O número de acidentes na BR-280, principalmente no trecho que atravessa o perímetro urbano de Rio Negrinho, mobilizou a Associação Comercial e Industrial, o Sindicato dos Transportadores do Planalto Norte (Sindiplan) e outras lideranças da comunidade a reivindicar melhorias. De acordo com estatísticas da Polícia Rodoviária Federal, de janeiro de 2003 a fevereiro deste ano ocorreram 147 acidentes entre o Km 119 e o Km 133 da rodovia, que corresponde ao trecho urbano. Neste período, 256 veículos se envolveram em acidentes, com 97 feridos e seis mortes. Falta de trevos, rotatórias e de terceira faixa, deficiência na sinalização e ausência de meio-fio para separar a ciclovia são os principais problemas da rodovia, segundo a PRF e relatório do Sindiplan.

Os ciclistas estão entre as principais vítimas da BR-280, em Rio Negrinho. O meio-fio que separava a pista da ciclovia praticamente não existe mais. “Muitas peças foram sendo arrancadas com o tempo e outras foram excluídas durante as obras da SC Gás e não foram recolocadas”, observa o chefe do posto da PRF Renê Neitzke. Sem o meio-fio, a ciclovia junta-se ao acostamento, facilitando ultrapassagens forçadas pela direita. Os pedestres que utilizam o acostamento também colocam a vida em risco. Para complicar, o trecho é saída de várias indústrias e até de uma escola.

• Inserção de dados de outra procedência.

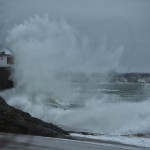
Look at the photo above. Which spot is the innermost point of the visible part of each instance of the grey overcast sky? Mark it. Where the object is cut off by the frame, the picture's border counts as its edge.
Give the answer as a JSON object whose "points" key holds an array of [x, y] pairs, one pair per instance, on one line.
{"points": [[123, 23]]}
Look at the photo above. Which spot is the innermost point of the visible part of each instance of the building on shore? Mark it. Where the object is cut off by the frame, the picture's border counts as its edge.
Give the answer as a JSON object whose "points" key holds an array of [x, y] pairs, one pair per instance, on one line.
{"points": [[6, 58]]}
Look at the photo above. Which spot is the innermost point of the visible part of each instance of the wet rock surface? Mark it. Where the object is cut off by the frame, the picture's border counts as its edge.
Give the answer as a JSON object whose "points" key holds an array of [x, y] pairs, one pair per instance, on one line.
{"points": [[16, 121]]}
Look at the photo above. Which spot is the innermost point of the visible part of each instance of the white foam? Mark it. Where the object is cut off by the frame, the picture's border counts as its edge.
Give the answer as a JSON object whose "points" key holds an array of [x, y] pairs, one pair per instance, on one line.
{"points": [[143, 142]]}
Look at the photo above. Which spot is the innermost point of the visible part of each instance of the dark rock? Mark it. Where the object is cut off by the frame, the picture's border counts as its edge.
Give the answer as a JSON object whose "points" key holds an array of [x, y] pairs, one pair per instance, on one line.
{"points": [[13, 120], [5, 81]]}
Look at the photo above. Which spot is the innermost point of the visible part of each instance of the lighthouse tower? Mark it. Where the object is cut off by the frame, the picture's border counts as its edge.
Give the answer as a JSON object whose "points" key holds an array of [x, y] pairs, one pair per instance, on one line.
{"points": [[6, 59]]}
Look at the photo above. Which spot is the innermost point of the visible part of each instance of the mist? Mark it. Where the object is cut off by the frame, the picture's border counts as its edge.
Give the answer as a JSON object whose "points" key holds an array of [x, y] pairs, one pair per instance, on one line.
{"points": [[123, 23]]}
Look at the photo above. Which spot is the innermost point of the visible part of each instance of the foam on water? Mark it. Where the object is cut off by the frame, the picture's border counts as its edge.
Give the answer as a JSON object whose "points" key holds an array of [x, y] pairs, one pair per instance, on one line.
{"points": [[44, 48]]}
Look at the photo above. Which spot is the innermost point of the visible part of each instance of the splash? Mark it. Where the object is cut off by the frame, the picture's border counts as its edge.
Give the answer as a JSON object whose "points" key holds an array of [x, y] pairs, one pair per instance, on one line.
{"points": [[45, 48]]}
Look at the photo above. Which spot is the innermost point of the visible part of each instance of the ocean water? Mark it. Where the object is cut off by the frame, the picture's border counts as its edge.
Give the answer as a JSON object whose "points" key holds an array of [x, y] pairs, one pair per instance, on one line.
{"points": [[53, 75]]}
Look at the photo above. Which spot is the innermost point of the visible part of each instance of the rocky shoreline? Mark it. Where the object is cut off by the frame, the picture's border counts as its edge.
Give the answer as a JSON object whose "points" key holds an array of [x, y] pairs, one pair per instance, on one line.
{"points": [[13, 120]]}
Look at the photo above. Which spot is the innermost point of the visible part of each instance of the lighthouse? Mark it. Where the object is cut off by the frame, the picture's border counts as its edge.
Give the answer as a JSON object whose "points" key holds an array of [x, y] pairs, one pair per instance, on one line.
{"points": [[6, 58]]}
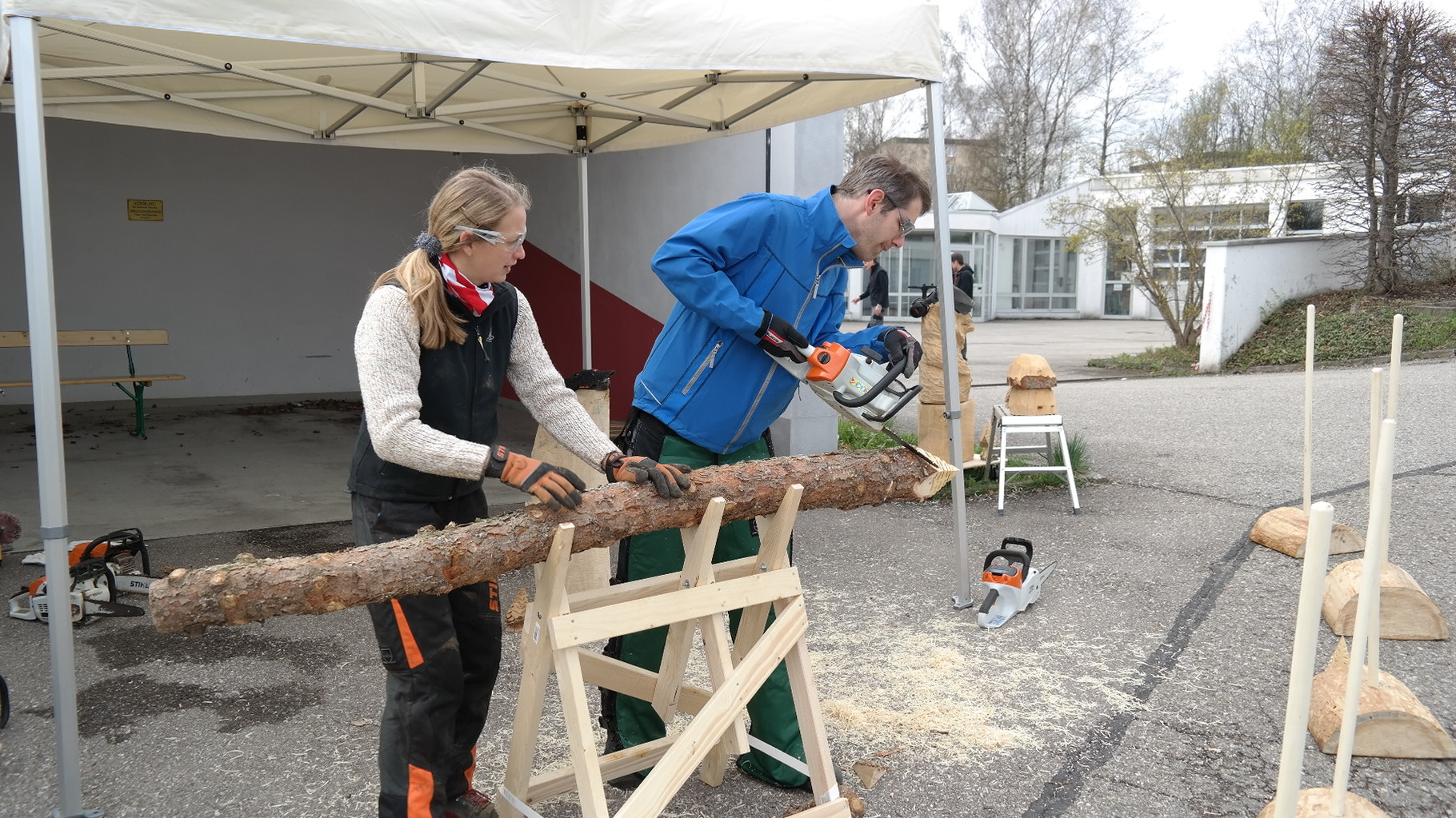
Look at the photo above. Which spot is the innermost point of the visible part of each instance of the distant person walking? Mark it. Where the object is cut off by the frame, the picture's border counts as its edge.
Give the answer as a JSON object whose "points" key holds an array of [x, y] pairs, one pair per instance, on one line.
{"points": [[964, 275], [877, 289]]}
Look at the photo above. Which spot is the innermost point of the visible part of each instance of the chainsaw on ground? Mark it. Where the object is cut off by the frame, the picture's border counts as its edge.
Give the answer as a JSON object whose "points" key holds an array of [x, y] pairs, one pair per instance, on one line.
{"points": [[861, 386], [99, 571], [1010, 584]]}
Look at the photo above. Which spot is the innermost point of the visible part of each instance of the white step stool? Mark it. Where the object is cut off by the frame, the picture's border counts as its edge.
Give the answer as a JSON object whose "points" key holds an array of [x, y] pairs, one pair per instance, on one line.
{"points": [[1003, 425]]}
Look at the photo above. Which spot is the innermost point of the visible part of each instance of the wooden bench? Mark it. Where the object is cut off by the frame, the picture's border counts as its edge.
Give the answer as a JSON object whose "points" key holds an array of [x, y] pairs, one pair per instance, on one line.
{"points": [[127, 338]]}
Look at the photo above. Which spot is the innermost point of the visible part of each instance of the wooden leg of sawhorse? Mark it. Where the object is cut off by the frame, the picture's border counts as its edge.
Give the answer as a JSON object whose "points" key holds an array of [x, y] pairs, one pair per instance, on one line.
{"points": [[538, 660], [699, 543]]}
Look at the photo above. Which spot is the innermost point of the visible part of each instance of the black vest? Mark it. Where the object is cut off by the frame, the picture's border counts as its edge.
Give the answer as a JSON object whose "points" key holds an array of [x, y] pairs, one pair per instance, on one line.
{"points": [[459, 390]]}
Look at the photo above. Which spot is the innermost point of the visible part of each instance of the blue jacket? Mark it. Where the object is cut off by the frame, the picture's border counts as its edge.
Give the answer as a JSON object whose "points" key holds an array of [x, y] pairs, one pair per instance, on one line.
{"points": [[706, 376]]}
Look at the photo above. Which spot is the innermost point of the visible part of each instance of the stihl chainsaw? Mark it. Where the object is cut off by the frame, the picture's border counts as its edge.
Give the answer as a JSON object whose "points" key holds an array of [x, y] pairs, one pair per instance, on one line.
{"points": [[1010, 584], [102, 568], [861, 386]]}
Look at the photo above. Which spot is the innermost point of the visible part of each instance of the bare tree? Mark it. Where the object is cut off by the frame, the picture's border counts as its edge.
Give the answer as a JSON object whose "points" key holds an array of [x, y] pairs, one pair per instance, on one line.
{"points": [[1034, 70], [1385, 117], [1274, 67], [1154, 225], [1124, 86]]}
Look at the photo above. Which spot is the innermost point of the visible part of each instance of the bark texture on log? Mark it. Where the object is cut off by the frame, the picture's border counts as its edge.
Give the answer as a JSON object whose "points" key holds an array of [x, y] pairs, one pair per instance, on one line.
{"points": [[434, 562]]}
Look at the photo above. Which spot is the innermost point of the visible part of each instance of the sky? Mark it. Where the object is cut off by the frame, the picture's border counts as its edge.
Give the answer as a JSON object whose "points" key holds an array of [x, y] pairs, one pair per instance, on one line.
{"points": [[1193, 34]]}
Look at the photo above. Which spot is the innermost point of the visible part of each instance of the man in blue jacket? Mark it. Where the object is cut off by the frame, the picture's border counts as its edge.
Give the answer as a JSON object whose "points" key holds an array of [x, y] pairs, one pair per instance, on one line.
{"points": [[760, 274]]}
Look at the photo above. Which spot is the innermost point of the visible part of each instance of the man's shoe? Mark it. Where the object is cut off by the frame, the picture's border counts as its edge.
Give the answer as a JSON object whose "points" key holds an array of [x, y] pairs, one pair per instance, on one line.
{"points": [[472, 804]]}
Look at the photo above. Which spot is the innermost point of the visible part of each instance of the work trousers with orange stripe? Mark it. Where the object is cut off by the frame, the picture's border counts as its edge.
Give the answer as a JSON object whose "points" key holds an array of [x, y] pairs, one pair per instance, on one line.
{"points": [[443, 654]]}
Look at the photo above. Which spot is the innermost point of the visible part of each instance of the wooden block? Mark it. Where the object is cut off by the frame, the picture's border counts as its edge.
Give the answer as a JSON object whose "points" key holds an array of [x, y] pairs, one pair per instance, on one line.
{"points": [[1406, 610], [516, 615], [1031, 402], [1391, 724], [1286, 529], [934, 433], [590, 568], [1030, 372], [1315, 802]]}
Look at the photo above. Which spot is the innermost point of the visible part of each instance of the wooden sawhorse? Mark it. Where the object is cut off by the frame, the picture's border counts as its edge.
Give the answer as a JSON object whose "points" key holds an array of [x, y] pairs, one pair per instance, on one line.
{"points": [[696, 599]]}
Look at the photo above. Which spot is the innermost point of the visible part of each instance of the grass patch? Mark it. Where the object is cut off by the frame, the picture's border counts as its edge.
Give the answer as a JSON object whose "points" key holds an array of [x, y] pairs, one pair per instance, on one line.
{"points": [[854, 436], [1347, 325], [1154, 361]]}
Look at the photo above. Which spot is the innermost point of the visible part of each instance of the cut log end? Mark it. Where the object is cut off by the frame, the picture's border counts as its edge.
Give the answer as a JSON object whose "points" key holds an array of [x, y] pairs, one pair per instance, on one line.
{"points": [[1286, 529], [1391, 724], [1317, 802], [1406, 610]]}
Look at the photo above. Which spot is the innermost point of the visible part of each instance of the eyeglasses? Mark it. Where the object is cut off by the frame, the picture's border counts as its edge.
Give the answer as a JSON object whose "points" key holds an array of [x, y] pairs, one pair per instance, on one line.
{"points": [[906, 225], [493, 236]]}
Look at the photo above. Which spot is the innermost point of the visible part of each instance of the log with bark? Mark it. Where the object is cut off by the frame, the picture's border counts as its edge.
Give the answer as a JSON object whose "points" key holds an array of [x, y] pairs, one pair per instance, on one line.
{"points": [[437, 561]]}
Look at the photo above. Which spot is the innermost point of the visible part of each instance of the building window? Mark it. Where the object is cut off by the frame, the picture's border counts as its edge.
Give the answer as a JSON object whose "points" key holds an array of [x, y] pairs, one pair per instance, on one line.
{"points": [[1305, 216], [1417, 209], [1043, 277]]}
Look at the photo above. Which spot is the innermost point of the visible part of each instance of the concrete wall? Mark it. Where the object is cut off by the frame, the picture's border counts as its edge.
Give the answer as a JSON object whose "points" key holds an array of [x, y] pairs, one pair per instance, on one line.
{"points": [[266, 249], [1246, 280]]}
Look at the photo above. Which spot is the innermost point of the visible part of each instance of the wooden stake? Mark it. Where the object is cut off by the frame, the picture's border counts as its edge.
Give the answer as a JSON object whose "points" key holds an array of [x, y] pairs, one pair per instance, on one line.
{"points": [[1397, 342], [1310, 402], [1370, 589], [1376, 413], [1302, 661]]}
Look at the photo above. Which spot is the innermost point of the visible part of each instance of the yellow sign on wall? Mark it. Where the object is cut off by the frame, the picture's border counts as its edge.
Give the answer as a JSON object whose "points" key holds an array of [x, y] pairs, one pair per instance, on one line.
{"points": [[145, 210]]}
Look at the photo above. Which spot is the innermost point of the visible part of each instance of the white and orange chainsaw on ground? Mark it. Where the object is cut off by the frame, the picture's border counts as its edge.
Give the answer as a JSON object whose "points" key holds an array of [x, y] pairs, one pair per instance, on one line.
{"points": [[1010, 584], [101, 569]]}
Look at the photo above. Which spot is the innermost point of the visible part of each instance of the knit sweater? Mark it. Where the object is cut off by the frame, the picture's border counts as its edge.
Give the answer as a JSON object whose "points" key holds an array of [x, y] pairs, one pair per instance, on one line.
{"points": [[386, 349]]}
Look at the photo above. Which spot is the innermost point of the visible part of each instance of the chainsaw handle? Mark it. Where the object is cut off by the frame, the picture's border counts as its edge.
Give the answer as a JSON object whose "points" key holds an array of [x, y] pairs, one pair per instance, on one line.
{"points": [[893, 411], [874, 390], [1010, 557], [1018, 542]]}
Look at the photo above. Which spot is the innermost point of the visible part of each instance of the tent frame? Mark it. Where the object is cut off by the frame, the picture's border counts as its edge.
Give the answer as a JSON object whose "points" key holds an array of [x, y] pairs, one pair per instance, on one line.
{"points": [[428, 111]]}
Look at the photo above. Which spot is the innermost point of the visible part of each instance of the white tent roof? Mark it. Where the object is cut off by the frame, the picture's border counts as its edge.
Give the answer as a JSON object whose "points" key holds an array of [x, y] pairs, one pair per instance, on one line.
{"points": [[482, 78]]}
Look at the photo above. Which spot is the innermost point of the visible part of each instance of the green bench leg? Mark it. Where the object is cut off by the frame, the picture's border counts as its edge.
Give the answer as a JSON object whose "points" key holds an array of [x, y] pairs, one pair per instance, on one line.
{"points": [[142, 413]]}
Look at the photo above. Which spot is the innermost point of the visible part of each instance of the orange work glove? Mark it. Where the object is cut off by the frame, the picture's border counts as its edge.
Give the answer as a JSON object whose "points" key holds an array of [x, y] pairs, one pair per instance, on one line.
{"points": [[670, 479], [550, 484]]}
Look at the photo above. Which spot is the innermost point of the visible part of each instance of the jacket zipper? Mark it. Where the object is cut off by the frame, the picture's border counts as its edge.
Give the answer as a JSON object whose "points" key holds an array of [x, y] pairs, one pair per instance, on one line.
{"points": [[706, 364], [818, 274]]}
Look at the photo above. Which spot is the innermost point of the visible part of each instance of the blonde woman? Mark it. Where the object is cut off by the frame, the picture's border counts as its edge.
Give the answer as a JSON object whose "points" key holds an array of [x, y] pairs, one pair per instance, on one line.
{"points": [[440, 335]]}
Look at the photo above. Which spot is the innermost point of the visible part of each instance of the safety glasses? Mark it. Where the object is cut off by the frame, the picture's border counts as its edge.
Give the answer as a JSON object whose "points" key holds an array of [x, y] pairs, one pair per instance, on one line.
{"points": [[906, 225], [494, 237]]}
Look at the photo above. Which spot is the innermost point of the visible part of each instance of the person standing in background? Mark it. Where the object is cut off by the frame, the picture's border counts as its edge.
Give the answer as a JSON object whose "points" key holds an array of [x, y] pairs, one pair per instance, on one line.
{"points": [[877, 289]]}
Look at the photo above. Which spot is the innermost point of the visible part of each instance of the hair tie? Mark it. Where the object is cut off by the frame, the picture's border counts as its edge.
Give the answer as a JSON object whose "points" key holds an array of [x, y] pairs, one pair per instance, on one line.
{"points": [[430, 245]]}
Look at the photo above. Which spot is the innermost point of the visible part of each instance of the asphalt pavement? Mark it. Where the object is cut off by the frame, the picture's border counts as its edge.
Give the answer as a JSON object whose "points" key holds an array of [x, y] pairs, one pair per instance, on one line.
{"points": [[1148, 680]]}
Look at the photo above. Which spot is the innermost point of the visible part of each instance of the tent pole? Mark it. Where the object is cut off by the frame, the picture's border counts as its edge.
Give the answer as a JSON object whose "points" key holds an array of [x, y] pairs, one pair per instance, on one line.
{"points": [[948, 353], [35, 217], [586, 241]]}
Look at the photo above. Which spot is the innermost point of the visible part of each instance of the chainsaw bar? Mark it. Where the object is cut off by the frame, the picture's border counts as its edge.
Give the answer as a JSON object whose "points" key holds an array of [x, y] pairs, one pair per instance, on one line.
{"points": [[914, 450]]}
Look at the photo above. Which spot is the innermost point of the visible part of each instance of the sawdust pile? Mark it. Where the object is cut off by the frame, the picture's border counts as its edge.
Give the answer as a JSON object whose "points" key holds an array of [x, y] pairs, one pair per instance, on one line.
{"points": [[950, 690]]}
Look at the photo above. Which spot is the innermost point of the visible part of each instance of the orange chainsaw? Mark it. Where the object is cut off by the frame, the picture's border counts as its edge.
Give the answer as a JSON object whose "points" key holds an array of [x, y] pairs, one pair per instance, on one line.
{"points": [[861, 386], [1010, 584], [99, 571]]}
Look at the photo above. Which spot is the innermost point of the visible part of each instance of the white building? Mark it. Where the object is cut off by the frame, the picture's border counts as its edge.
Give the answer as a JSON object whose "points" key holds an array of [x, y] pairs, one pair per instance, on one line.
{"points": [[1022, 258]]}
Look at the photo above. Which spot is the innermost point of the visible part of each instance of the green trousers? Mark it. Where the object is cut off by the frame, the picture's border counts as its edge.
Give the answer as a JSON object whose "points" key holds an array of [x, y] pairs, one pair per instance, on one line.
{"points": [[770, 711]]}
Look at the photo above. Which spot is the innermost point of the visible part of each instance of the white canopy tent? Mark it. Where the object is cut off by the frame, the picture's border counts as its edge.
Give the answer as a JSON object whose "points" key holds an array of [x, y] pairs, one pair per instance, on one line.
{"points": [[568, 76]]}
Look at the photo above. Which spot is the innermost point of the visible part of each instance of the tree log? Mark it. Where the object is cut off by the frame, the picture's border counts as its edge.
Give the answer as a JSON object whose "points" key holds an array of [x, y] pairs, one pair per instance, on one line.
{"points": [[437, 561]]}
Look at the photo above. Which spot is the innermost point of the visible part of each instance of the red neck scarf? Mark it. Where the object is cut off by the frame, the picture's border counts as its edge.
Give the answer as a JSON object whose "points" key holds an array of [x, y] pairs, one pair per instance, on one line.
{"points": [[475, 297]]}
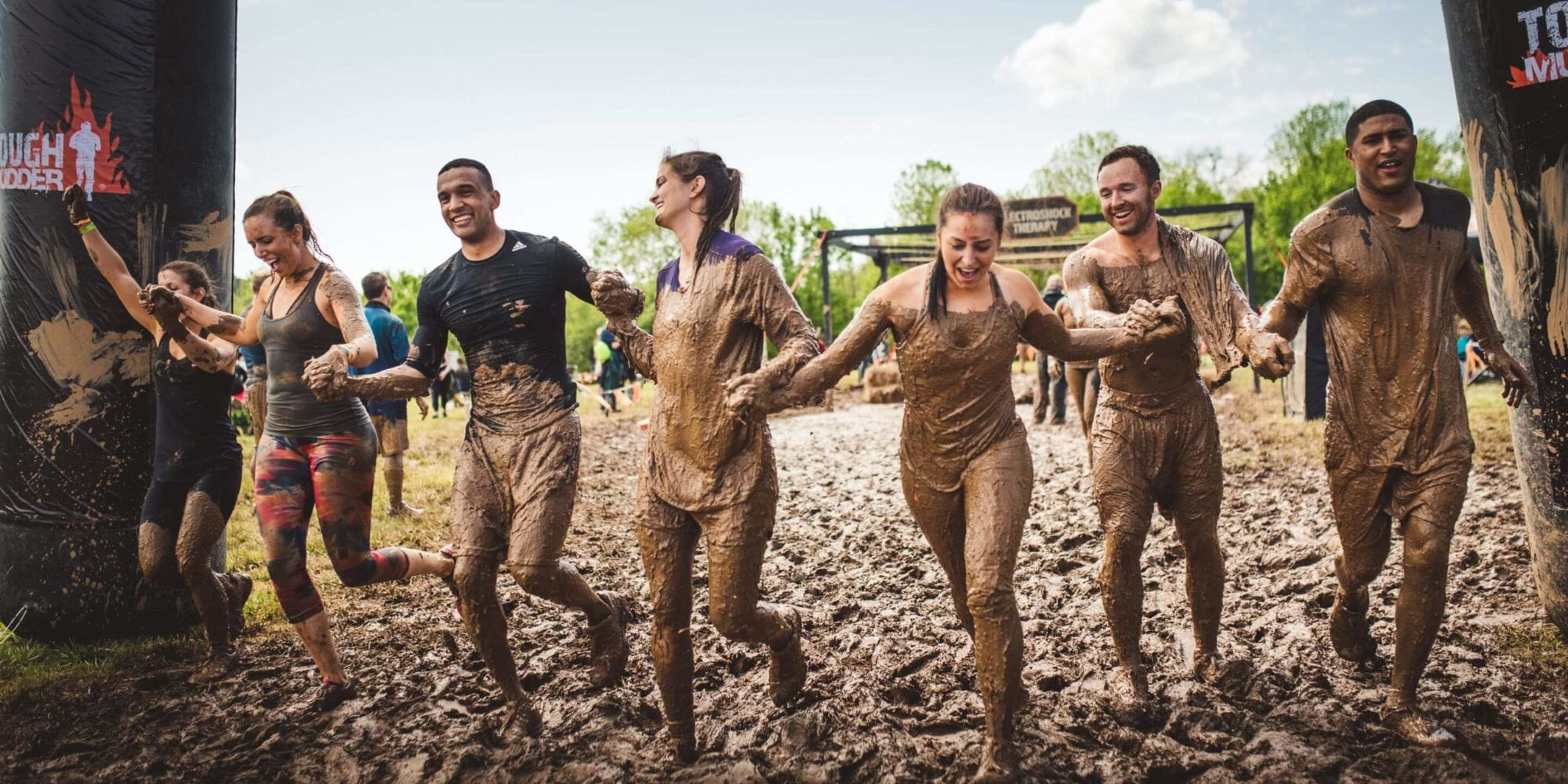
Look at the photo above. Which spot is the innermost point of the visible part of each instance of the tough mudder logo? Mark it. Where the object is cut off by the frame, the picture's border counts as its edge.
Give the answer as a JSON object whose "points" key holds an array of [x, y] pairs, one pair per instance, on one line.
{"points": [[76, 151], [1547, 38]]}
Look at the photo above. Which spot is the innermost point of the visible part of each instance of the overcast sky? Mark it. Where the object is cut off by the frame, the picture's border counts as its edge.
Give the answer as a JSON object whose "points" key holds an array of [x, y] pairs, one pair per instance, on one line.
{"points": [[355, 104]]}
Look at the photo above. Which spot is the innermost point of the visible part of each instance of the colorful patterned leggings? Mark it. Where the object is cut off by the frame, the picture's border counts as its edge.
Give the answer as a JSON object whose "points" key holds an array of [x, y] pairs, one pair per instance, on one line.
{"points": [[335, 476]]}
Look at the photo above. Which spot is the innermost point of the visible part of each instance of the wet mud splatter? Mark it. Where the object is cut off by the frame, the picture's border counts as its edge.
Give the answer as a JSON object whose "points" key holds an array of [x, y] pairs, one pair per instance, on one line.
{"points": [[891, 695]]}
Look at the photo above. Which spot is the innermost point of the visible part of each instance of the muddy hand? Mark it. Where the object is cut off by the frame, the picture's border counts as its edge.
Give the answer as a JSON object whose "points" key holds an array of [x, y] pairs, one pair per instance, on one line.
{"points": [[1517, 387], [1141, 319], [614, 297], [76, 205], [1271, 355], [327, 376]]}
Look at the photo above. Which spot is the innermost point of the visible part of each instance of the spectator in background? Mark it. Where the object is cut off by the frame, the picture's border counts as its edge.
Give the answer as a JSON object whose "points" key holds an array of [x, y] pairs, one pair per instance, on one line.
{"points": [[388, 416]]}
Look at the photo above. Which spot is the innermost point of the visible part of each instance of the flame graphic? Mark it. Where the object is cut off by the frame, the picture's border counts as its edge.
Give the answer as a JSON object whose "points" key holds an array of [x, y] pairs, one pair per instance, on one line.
{"points": [[109, 164], [1545, 65]]}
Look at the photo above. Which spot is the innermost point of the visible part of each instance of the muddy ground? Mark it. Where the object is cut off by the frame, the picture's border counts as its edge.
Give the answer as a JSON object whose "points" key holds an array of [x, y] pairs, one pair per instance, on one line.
{"points": [[891, 695]]}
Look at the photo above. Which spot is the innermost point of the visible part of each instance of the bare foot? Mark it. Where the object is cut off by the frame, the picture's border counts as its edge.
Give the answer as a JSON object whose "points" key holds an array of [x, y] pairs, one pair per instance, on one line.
{"points": [[1349, 628], [1207, 667], [681, 738], [609, 644], [1417, 728], [998, 764], [1128, 695], [788, 667]]}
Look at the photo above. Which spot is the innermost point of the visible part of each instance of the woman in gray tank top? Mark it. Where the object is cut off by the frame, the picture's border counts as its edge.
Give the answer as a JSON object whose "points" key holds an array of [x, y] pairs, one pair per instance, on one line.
{"points": [[311, 454]]}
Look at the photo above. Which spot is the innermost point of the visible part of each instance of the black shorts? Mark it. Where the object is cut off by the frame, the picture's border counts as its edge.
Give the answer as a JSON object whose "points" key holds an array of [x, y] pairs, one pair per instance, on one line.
{"points": [[165, 503]]}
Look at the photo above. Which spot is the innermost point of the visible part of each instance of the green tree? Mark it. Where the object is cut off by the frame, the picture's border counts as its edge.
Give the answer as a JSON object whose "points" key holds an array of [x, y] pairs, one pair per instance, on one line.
{"points": [[920, 189], [1072, 170]]}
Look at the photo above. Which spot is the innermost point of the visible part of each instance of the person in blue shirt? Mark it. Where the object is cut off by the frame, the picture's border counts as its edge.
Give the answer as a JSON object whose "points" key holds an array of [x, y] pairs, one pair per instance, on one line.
{"points": [[388, 416], [255, 358]]}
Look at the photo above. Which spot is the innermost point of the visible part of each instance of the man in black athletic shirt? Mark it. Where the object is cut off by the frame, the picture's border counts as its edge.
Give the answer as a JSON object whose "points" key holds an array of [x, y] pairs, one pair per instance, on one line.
{"points": [[504, 297]]}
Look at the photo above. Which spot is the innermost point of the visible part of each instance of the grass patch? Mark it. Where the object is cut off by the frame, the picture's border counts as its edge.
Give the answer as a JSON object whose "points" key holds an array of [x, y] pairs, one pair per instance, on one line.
{"points": [[1541, 648]]}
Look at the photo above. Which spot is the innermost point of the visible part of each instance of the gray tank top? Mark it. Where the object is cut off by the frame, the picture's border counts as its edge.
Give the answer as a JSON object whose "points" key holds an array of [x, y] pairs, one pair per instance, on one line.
{"points": [[291, 339]]}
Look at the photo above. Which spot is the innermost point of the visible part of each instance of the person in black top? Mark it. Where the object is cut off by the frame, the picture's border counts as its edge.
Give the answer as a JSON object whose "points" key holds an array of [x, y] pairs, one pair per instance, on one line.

Outro ponto crítico está no Km 141, conhecido como a Curva do Karsudo. A falta de sinalização e deficiências no acostamento são a principal causa de acidentes no local, segundo a PRF.

O engenheiro do Departamento Nacional de Infra-estrutura e Transporte (DNIT), João José dos Santos, determinou a conclusão do trevo de entroncamento da BR-280 com a SC-422. Outras obras dependem da liberação de recursos federais. O diretor técnico e comercial da SC Gás, Henrique Teixeira Moura, nega que o meio fio da ciclovia tenha sido retirado durante as obras de implantação da canalização de gás natural.